Leading bug bounty platform providers are asking the security community to provide input into the new UK government consultation on computer misuse legislation.
With only two weeks left before the deadline for submissions for review of the Computer Misuse Act 1990, Bugcrowd fears ethical hackers will be left behind when the updated law is published. I am concerned.
The Home Office has suggested that statutory legal defenses against bona fide hacks would “advance the whole-of-society approach to cybersecurity,” but the company claims it also recognizes the potential for unintended consequences. doing.
Read more about ethical hacking: The US government welcomes ethical hackers.
Casey Ellis, founder of Bugcrowd, said, “Inadequate legal protections against ethical hackers have the chilling effect that those who can contribute to making the Internet a safer place become afraid to do so. can have an effect.
“In Bugcrowd’s view, the UK, through a key Supreme Court decision and the DOJ’s clear commitment not to prosecute bona fide security researchers, follows the same policy as the United States, which has made clear the protection of legitimate security research activity. We have to think along.”
Two industry groups, the Cybersecurity Policy Working Group (CPWG) and the Hacker Policy Coalition, reflect the above views in their submissions for review, but may require further feedback from individuals and companies. .
“With the rapid acceleration of technology and the massive and continuing shortage of skilled cybersecurity professionals around the world, Bugcrowd is committed to helping organizations and law enforcement to meet the needs of everyone in the ethical hacking community. We want to be able to benefit from ‘Internet Neighborhood Watch’ by encouraging others to support it,” Ellis continued.

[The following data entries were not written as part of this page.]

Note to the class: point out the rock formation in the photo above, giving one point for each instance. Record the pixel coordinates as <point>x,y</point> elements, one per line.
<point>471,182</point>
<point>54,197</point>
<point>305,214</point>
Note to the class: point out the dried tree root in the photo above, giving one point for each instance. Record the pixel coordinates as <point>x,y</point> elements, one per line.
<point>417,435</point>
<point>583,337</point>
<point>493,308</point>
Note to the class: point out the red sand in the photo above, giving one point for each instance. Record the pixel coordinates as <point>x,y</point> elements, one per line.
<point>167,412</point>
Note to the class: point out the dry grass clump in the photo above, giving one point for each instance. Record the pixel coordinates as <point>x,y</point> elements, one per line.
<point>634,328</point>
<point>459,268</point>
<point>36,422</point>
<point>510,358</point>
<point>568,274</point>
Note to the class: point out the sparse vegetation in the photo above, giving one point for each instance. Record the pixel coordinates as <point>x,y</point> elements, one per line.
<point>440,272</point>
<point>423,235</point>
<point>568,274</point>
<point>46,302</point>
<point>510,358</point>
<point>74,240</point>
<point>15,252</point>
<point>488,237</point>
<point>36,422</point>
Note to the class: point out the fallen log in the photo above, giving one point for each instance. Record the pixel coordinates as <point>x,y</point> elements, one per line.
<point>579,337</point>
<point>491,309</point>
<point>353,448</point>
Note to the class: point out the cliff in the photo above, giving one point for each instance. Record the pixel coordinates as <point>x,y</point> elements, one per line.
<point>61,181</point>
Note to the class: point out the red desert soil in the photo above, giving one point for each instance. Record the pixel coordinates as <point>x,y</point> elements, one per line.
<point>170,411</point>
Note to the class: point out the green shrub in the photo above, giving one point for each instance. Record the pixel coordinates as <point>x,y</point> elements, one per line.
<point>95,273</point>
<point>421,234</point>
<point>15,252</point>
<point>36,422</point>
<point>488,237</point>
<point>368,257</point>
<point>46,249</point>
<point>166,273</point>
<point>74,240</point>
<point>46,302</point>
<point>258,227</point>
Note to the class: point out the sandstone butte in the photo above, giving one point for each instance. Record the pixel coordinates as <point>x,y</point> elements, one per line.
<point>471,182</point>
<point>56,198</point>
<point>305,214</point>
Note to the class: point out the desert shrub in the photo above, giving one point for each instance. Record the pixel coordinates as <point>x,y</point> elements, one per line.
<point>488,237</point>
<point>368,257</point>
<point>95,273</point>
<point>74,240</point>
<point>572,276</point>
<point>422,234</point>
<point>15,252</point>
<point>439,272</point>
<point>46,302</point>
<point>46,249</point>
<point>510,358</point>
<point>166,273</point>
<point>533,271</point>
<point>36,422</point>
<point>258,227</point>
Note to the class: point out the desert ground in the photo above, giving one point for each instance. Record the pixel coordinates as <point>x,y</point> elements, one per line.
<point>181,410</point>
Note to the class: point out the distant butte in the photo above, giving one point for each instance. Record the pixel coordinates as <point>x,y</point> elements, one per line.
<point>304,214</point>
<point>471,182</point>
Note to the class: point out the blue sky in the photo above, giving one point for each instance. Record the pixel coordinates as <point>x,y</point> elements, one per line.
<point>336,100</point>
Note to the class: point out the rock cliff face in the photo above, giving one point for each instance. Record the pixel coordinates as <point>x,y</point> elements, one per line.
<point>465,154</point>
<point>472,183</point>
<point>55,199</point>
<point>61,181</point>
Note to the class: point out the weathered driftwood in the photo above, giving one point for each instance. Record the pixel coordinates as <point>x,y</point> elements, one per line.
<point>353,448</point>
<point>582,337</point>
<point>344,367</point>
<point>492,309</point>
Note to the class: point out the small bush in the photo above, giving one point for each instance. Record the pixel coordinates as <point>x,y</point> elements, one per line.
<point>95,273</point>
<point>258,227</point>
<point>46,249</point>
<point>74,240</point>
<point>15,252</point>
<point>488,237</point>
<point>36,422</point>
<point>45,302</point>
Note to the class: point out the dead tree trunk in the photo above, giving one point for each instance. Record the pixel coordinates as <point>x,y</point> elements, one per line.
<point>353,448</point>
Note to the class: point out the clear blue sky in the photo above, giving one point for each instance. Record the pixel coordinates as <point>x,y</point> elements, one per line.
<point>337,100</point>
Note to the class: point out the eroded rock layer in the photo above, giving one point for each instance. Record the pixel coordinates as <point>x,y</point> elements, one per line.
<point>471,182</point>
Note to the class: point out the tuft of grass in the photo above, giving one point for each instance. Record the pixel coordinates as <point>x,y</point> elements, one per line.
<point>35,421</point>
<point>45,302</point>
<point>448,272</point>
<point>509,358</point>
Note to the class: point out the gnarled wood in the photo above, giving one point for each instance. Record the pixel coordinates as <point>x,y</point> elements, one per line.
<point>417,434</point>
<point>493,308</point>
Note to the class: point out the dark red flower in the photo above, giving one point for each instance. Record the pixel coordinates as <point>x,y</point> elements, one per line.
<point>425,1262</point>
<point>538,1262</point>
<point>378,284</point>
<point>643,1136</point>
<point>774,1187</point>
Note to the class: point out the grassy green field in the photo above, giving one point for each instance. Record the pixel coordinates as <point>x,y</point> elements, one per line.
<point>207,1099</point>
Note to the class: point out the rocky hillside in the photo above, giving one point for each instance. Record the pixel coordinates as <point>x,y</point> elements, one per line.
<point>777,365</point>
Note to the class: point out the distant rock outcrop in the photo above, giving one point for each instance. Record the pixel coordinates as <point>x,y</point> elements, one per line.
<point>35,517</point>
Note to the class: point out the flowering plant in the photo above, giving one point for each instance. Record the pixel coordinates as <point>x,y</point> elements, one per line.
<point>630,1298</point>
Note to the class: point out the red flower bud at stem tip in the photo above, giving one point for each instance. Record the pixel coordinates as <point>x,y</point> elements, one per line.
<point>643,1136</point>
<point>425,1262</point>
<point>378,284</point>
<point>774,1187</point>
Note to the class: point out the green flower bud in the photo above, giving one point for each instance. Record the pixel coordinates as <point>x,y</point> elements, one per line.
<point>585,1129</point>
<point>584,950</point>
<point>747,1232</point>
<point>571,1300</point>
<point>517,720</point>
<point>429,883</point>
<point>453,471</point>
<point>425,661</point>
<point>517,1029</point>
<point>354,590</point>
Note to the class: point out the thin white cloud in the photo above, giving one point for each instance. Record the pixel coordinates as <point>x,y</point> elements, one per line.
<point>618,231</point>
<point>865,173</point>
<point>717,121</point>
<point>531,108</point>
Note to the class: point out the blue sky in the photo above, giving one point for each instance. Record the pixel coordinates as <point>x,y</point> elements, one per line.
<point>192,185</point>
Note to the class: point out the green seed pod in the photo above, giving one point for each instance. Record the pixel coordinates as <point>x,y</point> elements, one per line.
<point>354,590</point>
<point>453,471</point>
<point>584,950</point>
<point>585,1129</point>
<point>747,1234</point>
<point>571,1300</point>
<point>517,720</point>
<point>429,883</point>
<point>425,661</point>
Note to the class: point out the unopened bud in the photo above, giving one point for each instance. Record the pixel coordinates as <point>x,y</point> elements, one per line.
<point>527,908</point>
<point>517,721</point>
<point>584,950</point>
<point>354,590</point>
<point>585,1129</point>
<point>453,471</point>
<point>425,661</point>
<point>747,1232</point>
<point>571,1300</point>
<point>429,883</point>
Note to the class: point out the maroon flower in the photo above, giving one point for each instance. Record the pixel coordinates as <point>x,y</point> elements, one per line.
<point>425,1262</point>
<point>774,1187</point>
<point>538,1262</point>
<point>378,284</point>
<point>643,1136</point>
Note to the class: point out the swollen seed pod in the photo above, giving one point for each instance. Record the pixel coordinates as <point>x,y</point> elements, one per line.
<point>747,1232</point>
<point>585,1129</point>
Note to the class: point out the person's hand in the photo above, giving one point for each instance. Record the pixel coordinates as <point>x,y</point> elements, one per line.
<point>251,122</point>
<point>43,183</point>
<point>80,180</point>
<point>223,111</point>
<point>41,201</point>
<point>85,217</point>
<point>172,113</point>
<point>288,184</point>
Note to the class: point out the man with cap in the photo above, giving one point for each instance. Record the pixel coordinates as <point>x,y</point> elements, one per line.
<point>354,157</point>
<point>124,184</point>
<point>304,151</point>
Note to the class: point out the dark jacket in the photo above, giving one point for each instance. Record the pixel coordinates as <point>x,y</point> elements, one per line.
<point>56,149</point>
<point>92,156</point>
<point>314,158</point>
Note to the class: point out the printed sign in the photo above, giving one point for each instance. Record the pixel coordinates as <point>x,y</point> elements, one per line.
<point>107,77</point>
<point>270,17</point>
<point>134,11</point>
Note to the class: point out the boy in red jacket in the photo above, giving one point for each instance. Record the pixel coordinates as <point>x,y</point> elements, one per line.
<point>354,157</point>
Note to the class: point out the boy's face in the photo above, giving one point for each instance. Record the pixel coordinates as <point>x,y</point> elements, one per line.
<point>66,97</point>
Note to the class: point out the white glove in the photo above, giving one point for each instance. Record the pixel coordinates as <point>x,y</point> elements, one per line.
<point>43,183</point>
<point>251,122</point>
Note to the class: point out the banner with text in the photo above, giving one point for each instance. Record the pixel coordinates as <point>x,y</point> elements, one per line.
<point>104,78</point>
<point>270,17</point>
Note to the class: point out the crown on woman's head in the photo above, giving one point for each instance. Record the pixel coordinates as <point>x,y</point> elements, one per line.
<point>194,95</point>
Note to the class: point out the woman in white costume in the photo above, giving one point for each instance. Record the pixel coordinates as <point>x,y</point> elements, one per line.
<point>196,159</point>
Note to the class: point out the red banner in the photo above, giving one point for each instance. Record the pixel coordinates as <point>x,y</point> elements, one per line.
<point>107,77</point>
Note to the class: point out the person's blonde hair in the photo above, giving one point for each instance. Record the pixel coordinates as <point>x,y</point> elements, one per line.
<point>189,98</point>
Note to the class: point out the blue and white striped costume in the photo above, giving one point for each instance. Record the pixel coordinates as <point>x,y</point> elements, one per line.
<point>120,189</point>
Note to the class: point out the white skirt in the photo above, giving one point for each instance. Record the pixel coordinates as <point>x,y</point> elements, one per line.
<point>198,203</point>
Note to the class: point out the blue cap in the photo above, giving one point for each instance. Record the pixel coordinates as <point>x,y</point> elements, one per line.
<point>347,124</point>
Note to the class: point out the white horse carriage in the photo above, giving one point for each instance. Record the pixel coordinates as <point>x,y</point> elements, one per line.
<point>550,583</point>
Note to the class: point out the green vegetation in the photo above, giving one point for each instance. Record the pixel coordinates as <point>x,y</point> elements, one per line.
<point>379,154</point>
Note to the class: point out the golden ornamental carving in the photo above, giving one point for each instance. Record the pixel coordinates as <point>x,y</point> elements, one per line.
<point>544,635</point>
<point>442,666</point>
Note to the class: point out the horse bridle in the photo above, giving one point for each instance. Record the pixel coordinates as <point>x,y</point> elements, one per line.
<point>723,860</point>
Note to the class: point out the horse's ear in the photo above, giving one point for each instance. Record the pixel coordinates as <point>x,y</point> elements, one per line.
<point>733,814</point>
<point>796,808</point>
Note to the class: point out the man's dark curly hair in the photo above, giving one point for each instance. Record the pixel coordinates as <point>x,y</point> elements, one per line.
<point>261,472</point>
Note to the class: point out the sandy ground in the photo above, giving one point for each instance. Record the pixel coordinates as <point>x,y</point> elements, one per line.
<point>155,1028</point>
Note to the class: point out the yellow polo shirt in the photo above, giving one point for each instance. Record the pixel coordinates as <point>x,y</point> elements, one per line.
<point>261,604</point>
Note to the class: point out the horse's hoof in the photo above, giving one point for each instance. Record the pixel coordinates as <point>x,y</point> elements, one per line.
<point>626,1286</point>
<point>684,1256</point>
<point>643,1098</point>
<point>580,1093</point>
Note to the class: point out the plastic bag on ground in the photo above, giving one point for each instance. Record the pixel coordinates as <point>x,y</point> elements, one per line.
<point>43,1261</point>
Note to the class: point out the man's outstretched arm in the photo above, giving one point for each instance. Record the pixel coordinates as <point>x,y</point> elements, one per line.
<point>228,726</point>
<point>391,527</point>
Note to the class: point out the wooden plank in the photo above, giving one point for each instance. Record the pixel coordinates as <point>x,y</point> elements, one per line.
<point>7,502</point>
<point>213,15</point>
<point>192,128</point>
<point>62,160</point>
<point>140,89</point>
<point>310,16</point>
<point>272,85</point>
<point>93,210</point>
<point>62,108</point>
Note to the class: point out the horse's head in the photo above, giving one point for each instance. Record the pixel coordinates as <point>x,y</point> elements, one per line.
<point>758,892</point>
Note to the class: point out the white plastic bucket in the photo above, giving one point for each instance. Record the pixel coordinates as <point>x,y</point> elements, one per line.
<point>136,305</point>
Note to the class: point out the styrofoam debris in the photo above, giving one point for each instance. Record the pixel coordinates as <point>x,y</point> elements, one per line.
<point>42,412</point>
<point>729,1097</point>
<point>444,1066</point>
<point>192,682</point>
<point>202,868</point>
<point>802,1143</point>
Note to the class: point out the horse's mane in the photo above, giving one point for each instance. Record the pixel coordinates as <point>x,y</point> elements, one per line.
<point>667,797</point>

“Ethical, well-intentioned and responsible researchers should not be placed in positions that could put them in legal jeopardy.”
The consultation will close on April 6, 2023 and submissions can be made here.
The news came as the latest Pwn2Own competition concluded in Vancouver. Over the course of three days, the participant found 27 zero-day vulnerabilities in a variety of products, including Adobe Reader, Microsoft SharePoint, and software running on the Tesla Model 3.
These discoveries will help participating vendors make their products more secure, and the winning team of ethical hackers can win over $1 million in prizes, including getting rid of their own Tesla.